For Kontext in ComfyUI, if you’re doing image-to-image:
- Denoise too low (≤0.25) → the model barely touches the image; your woman stays.
-
Good range for removal / strong edit:
0.45–0.65 -
0.45–0.5 → medium change (pose/wardrobe tweaks).
- 0.55–0.65 → aggressive change (remove subject, change background, etc.).

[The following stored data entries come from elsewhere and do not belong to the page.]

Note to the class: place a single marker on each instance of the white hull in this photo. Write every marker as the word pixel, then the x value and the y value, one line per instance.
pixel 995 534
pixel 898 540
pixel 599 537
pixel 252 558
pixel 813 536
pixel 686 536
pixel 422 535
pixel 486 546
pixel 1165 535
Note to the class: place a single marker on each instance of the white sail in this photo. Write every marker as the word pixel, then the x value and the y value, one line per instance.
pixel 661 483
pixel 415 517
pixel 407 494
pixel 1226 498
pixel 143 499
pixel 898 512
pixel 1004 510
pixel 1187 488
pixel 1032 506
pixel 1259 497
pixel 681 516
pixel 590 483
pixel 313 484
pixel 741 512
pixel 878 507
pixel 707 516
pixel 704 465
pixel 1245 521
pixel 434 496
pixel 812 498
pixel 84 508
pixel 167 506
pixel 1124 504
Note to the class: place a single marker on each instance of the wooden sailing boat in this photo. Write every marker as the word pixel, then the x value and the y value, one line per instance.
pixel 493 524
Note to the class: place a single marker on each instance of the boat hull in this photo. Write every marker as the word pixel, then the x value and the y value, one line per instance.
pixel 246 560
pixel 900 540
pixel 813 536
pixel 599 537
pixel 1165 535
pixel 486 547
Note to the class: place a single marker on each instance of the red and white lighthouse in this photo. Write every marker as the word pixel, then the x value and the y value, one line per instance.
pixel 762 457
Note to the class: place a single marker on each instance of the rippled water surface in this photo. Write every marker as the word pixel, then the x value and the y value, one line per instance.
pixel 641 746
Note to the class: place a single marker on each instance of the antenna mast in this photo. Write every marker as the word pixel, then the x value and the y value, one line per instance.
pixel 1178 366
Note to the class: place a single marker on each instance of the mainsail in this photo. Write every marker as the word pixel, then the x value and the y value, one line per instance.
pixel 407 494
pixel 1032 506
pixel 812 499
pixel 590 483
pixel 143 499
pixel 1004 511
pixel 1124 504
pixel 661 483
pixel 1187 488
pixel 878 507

So if your current chain is something like:
Kontext → SamplerCustomAdvanced → VAE Decode
check what Denoise value you’re feeding into the sampler. If it’s 0.2-ish, Kontext is obeying you but the sampler simply won’t let it overwrite the base image.
Guidance¶
Flux-style low, but not TOO low
Because Kontext is Flux-based:
- CFG scale in the sampler should be around
1.0 -
Any extra “Flux guidance” / “Edit guidance” scale:
-
Try starting at
3.0–3.5 - If the woman isn’t removed enough → nudge that to
4.0–4.5 - If things go chaos / weird → back it down again
If you’re using one of those combined “Flux denoiser / guider” nodes, I’ll need to see which slots you’re filling, but the rule of thumb is:
Don’t crank CFG like SDXL; keep it low and move the model-specific guidance instead.
Masking vs Global Edit¶
Depending how your workflow is built:
- If you don’t use a mask, Kontext has to reinterpret the whole image. That can work, but it may only soften the person instead of truly removing them.
-
A stronger pattern for “remove the woman, keep costume” is:
-
Use a segmentation / manual mask that covers the body and head but not the clothes you want to preserve.
-
Run only that region through Kontext with something like:
“Remove the woman’s body and leave only the clothes, on a plain white background.” 3. Composite back into original or onto a fresh background.
If your graph sends the entire image + no mask into Kontext with a vague instruction, it’ll often lean toward “style shift” rather than truly deleting the person.
Prompt style¶
...that usually works better for this
When you send your workflow, I’ll adapt this precisely, but you can already try:
Instruction / positive prompt (Kontext text input): “Remove the woman’s body and face and leave only her clothes, as if they are neatly arranged on a mannequin, on a clean white studio background. The costume should be fully visible, no human skin, no head, no hands or feet.”
And avoid using negative text (“no woman, no person, no head”)—Flux-style models don’t really use a true negative prompt channel.
If you paste your workflow next, I’ll go node-by-node and tell you:
- which node should handle the Kontext call,
- whether the connections are right,
- where to set denoise / guidance,
- and how to tweak the prompt so the poor woman actually vanishes and leaves you a tidy costume shot.